O banqueiro, chegado aqui, fez uma pausa um pouco longa. Não acendeu o charuto, que estava outra vez apagado. De repente teve um leve sorriso, e, com o ar de quem chega ao ponto importante, fitou-me com mais insistência e prosseguiu, clarificando mais a voz e acentuando mais as palavras.
* * *
— Nesta altura — disse ele —, apareceu uma coisa nova. «Nesta altura» é modo de dizer. Quero dizer que, depois de alguns meses desta propaganda, comecei a reparar numa nova complicação, e esta é que era a mais séria de todas, esta é que era séria a valer…
«Você recorda-se, não é verdade? daquilo em que eu, por um raciocínio rigoroso, assentei que devia ser o processo de acção dos anarquistas… Um processo, ou processos quaisquer, pelo qual se contribuísse para destruir as ficções sociais sem, ao mesmo tempo, estorvar a criação da liberdade futura, sem, portanto, estorvar em coisa nenhuma a pouca liberdade dos actuais oprimidos pelas ficções sociais; um processo que, sendo possível, criasse já alguma coisa da liberdade futura…
«Pois bem: uma vez assente este critério, nunca mais deixei de o ter presente… Ora, na altura da nossa propaganda em que lhe estou falando, descobri uma coisa. No grupo de propaganda — não éramos muitos; éramos uns quarenta, salvo erro — dava-se este caso: criava-se tirania.
— Criava-se tirania?… Criava-se tirania como?

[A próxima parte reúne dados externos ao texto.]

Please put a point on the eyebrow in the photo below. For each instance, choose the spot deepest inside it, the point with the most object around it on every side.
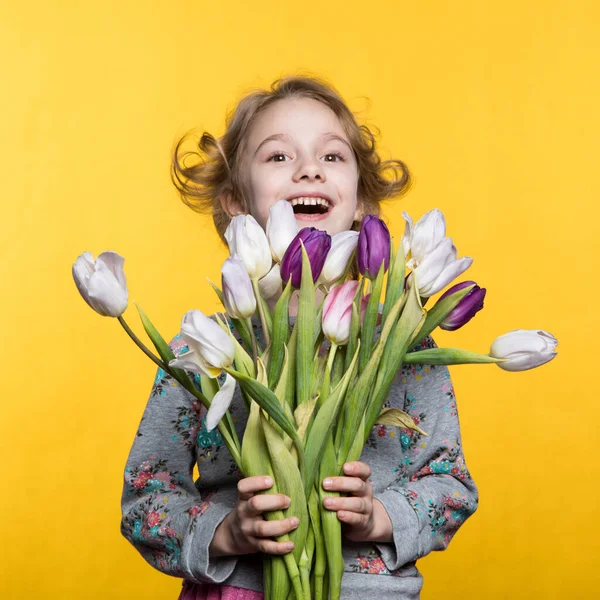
(286, 138)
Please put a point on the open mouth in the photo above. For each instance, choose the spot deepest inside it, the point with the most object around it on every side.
(310, 206)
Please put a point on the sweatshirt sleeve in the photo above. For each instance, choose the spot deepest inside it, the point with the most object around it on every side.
(164, 515)
(434, 493)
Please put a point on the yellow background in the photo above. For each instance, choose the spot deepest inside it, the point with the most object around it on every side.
(494, 106)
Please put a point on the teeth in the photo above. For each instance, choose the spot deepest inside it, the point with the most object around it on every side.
(310, 201)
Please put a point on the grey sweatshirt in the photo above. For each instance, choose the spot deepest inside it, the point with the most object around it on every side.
(423, 483)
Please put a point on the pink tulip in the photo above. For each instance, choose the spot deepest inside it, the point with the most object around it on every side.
(337, 312)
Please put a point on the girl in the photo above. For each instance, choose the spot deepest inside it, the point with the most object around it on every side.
(407, 496)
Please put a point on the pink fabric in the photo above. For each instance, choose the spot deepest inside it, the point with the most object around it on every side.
(207, 591)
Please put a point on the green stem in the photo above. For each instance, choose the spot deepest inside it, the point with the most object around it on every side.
(332, 352)
(261, 311)
(253, 338)
(230, 437)
(141, 345)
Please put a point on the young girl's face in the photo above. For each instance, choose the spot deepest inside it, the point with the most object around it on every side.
(297, 150)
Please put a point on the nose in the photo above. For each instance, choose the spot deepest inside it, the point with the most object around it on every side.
(311, 169)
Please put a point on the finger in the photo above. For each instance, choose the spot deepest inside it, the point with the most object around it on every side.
(272, 547)
(352, 503)
(261, 503)
(357, 469)
(248, 486)
(353, 485)
(261, 528)
(351, 518)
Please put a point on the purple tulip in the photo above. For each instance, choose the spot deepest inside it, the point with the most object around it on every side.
(373, 246)
(465, 310)
(317, 244)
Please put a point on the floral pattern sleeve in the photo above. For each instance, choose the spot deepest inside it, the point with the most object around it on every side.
(165, 515)
(432, 492)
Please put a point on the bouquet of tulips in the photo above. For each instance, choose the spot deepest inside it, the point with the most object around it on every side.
(314, 390)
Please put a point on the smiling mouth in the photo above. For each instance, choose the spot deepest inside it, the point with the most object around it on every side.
(310, 206)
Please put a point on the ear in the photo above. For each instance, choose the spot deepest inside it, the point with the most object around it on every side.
(230, 205)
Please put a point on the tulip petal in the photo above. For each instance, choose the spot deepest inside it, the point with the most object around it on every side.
(220, 403)
(282, 228)
(270, 284)
(115, 263)
(524, 349)
(428, 233)
(191, 361)
(204, 335)
(82, 270)
(238, 295)
(106, 294)
(408, 229)
(343, 244)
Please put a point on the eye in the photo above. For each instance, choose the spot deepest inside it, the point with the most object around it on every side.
(336, 154)
(275, 155)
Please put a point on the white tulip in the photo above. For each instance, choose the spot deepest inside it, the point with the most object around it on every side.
(102, 283)
(424, 237)
(270, 284)
(281, 228)
(524, 349)
(238, 295)
(247, 240)
(210, 347)
(343, 244)
(219, 405)
(439, 267)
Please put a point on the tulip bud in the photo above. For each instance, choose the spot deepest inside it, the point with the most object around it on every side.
(524, 349)
(102, 282)
(424, 237)
(373, 246)
(466, 309)
(281, 228)
(270, 284)
(210, 348)
(238, 295)
(247, 240)
(337, 312)
(220, 403)
(439, 267)
(343, 244)
(316, 243)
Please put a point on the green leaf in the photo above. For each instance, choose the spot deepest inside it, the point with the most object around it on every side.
(281, 334)
(395, 281)
(289, 482)
(323, 424)
(354, 323)
(305, 323)
(163, 349)
(398, 418)
(269, 402)
(409, 324)
(370, 320)
(439, 312)
(239, 325)
(448, 356)
(359, 400)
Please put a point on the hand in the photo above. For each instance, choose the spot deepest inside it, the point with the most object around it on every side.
(364, 517)
(244, 531)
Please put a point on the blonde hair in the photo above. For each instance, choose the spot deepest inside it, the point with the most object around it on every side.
(212, 169)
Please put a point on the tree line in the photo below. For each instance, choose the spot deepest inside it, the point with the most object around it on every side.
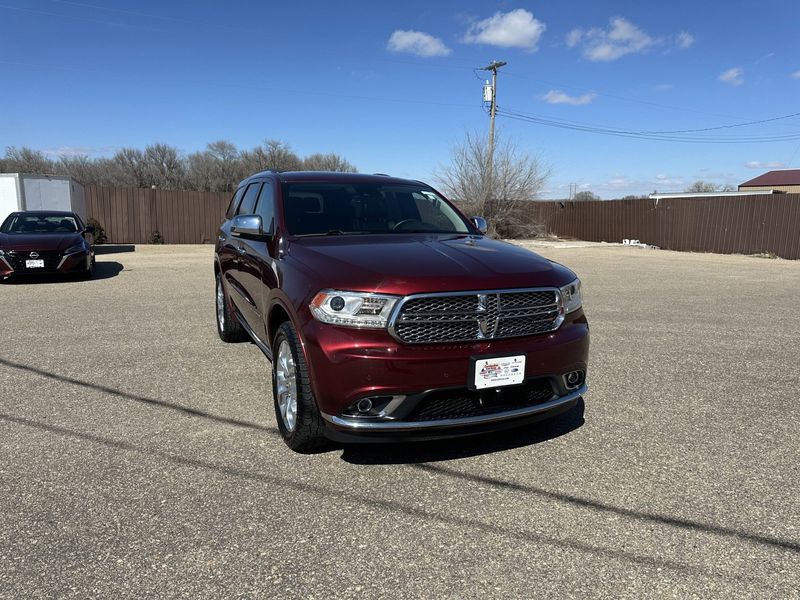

— Da seguinte maneira… Uns mandavam em outros e levavam-nos para onde queriam; uns impunham-se a outros e obrigavam-nos a ser o que eles queriam; uns arrastavam outros por manhas e por artes para onde eles queriam. Não digo que fizessem isto em coisas graves; mesmo, não havia coisas graves ali em que o fizessem. Mas o facto é que isto acontecía sempre e todos os dias, e dava-se não só em assuntos relacionados com a propaganda, como fora deles, em assuntos vulgares da vida. Uns iam insensivelmente para chefes, outros insensivelmente para subordinados. Uns eram chefes por imposição; outros eram chefes por manha. No facto mais simples isto se via. Por exemplo: dois rapazes iam juntos por uma rúa fora; chegavam ao fim da rúa, e um tinha que ir para a direita e outro para esquerda; cada um tinha conveniência em ir para o seu lado. Mas o que ia para a esquerda dizia para o outro «Venha você comigo por aqui»; o outro respondia, e era verdade: «Homem, não posso; tenho que ir por ali» por esta ou aquela razão… Mas afinal, contra sua vontade e sua conveniência, lá ia com o outro para a esquerda… Isto era uma vez por persuasão, outra vez por simples insistência, uma terceira vez por um outro motivo qualquer assim… Isto é, nunca era por uma razão lógica; havia sempre nesta imposição e nesta subordinação qualquer coisa de espontâneo, de como que instintivo… E como neste caso simples, em todos os outros casos; desde os menos até aos mais importantes… Você vê bem o caso?